Однажды один из директоров Завода имел честь быть принятым в Замке. Протокол, обмен визитными карточками, поклоны и приветствия. Итак, он принят! Этот директор, толстый весельчак, коротконогий бельгиец с рыжими вьющимися бакенбардами, одевался, как джентльмен из романа: короткое пальтецо, клетчатые брючки, кантики и лакированные сапоги. Короче, является Барб с большим подносом и всем необходимым для чая. Накрывает стол и исчезает. Директор болтает. Дестина говорит мало, пьет мало, не курит, не смеется, вежливо слушает. Гость крутится вокруг да около, добрых десять минут разглагольствует о бильярде, потом об охоте на куропаток, о бридже, гаванских сигарах и, наконец, о французской кухне. Он сидит уже три четверти часа и, видимо, никуда не торопится. Дестина смотрит на часы, осторожно, краем глаза, но достаточно выразительно, чтобы собеседник мог это заметить.
Директор замечает, кашляет, ставит чашку, снова кашляет и опять берет чашку и, наконец, решается: он хочет попросить об одолжении, но не осмеливается, он сомневается, боится, что это будет бесцеремонно, может быть, грубо… И все-таки дерзает: Замок велик, очень велик, здесь столько подсобных помещений, вот, в частности, маленький домик в парке, там ведь никто не живет, а он такой славный и уединенный.

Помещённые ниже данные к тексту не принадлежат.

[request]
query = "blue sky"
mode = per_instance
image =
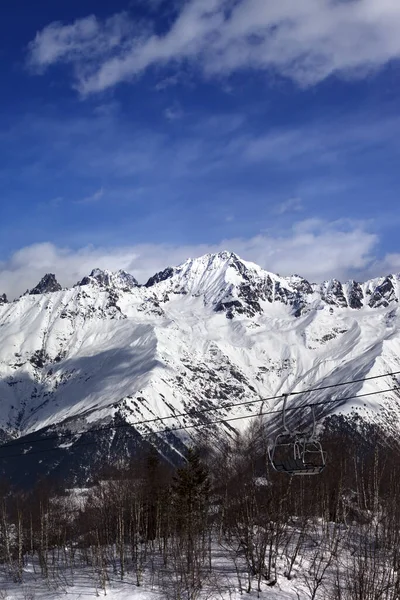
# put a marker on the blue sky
(135, 134)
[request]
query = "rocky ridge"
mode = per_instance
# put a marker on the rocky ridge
(210, 332)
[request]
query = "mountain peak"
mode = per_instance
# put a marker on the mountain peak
(48, 283)
(110, 279)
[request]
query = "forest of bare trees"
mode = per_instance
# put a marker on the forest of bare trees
(223, 520)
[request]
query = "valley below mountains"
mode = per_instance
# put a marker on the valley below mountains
(155, 364)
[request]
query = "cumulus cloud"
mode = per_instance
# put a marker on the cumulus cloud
(313, 248)
(306, 40)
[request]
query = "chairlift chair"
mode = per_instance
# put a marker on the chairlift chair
(296, 453)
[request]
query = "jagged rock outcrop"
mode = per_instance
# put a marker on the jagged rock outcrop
(48, 283)
(107, 279)
(211, 331)
(384, 294)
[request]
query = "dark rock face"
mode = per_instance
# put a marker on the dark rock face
(105, 279)
(48, 283)
(384, 294)
(332, 293)
(356, 295)
(161, 276)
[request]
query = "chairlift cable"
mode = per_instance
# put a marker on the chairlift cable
(174, 429)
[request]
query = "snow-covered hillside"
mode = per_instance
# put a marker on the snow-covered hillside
(215, 330)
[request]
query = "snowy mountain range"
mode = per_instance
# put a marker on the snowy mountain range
(214, 331)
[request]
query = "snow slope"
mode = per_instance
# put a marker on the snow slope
(213, 331)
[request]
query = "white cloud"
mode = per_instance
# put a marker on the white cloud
(288, 206)
(93, 198)
(306, 40)
(313, 248)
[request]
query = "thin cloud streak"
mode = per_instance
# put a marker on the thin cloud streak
(305, 41)
(315, 249)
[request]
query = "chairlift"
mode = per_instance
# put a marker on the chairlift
(296, 453)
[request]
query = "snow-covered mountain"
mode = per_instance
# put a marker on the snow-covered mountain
(213, 331)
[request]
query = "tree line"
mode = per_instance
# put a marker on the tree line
(222, 520)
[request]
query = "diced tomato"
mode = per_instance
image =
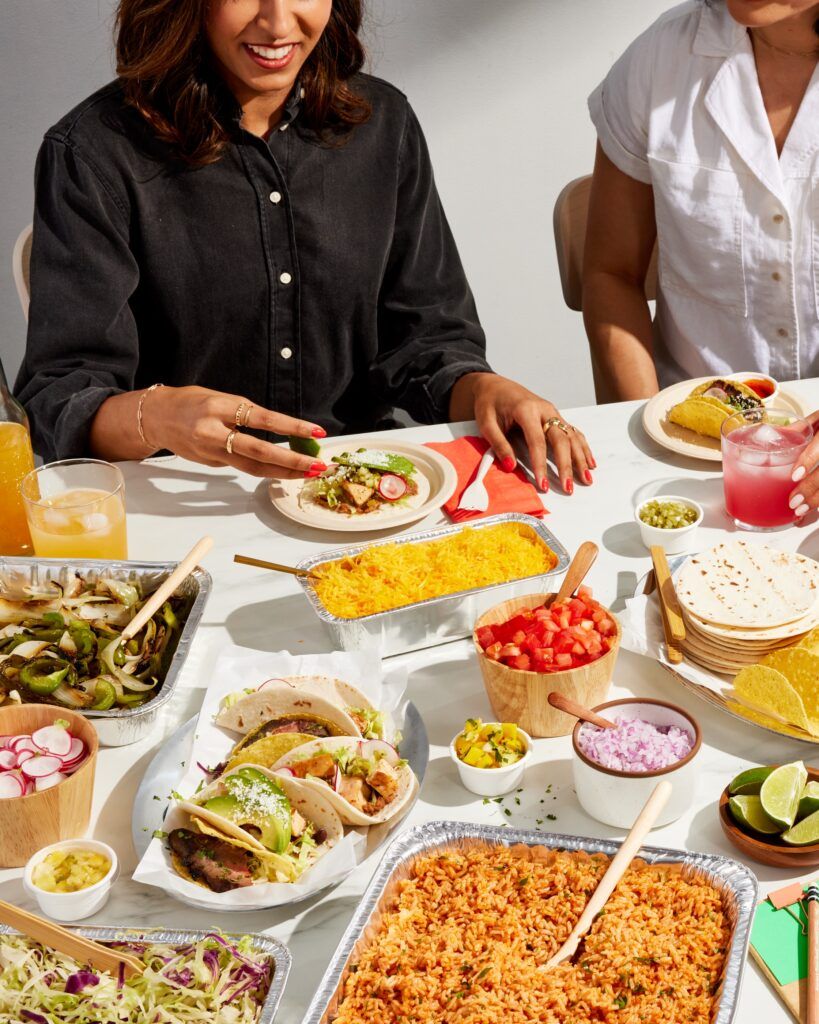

Проблема в том, что Завод работает хорошо, даже слишком хорошо, он нуждается в притоке персонала, особенно в инженерах, в руководителях, но селить их совершенно негде, нельзя же, в самом деле, разместить их в поселке, в рабочих домах, рядом с этими людьми, которые порой спят вчетвером в одной постели, пьют дешевое вино, ругаются через каждое слово и размножаются, как животные. Это невозможно! И вот директору пришла в голову мысль, ну, просто мысль… если бы господин прокурор согласился, он не обязан, конечно, каждый хозяин в своем доме… и все же… если бы он согласился сдать маленький домик в парке, Завод и директор были бы ему так благодарны, цена не имеет значения, а в домик, разумеется, не поселят кого попало, только приличного человека, воспитанного, скромного, тихого, из руководства, без детей, директор дает слово. Он потеет в своих воротничках и сапожках, замолкает, ждет, не решаясь даже взглянуть на Дестина, который уже встал из-за стола и созерцает парк и поднимающийся над ним туман.
Молчание затягивается. Директор уже сожалеет о своем демарше, но тут Дестина поворачивается и говорит, что он согласен. Бесстрастным голосом. Собеседник не может прийти в себя. Он кланяется, что-то бормочет, заикается, благодарит жестами и словами, пятится, спеша убраться, пока хозяин не передумал.
Почему прокурор согласился? Может быть, просто для того, чтобы директор поскорее ушел и оставил его в привычном безмолвии; а может, ему доставило удовольствие, что его попросили, хоть раз в жизни, не о смертном приговоре или помиловании, а о чем-то другом.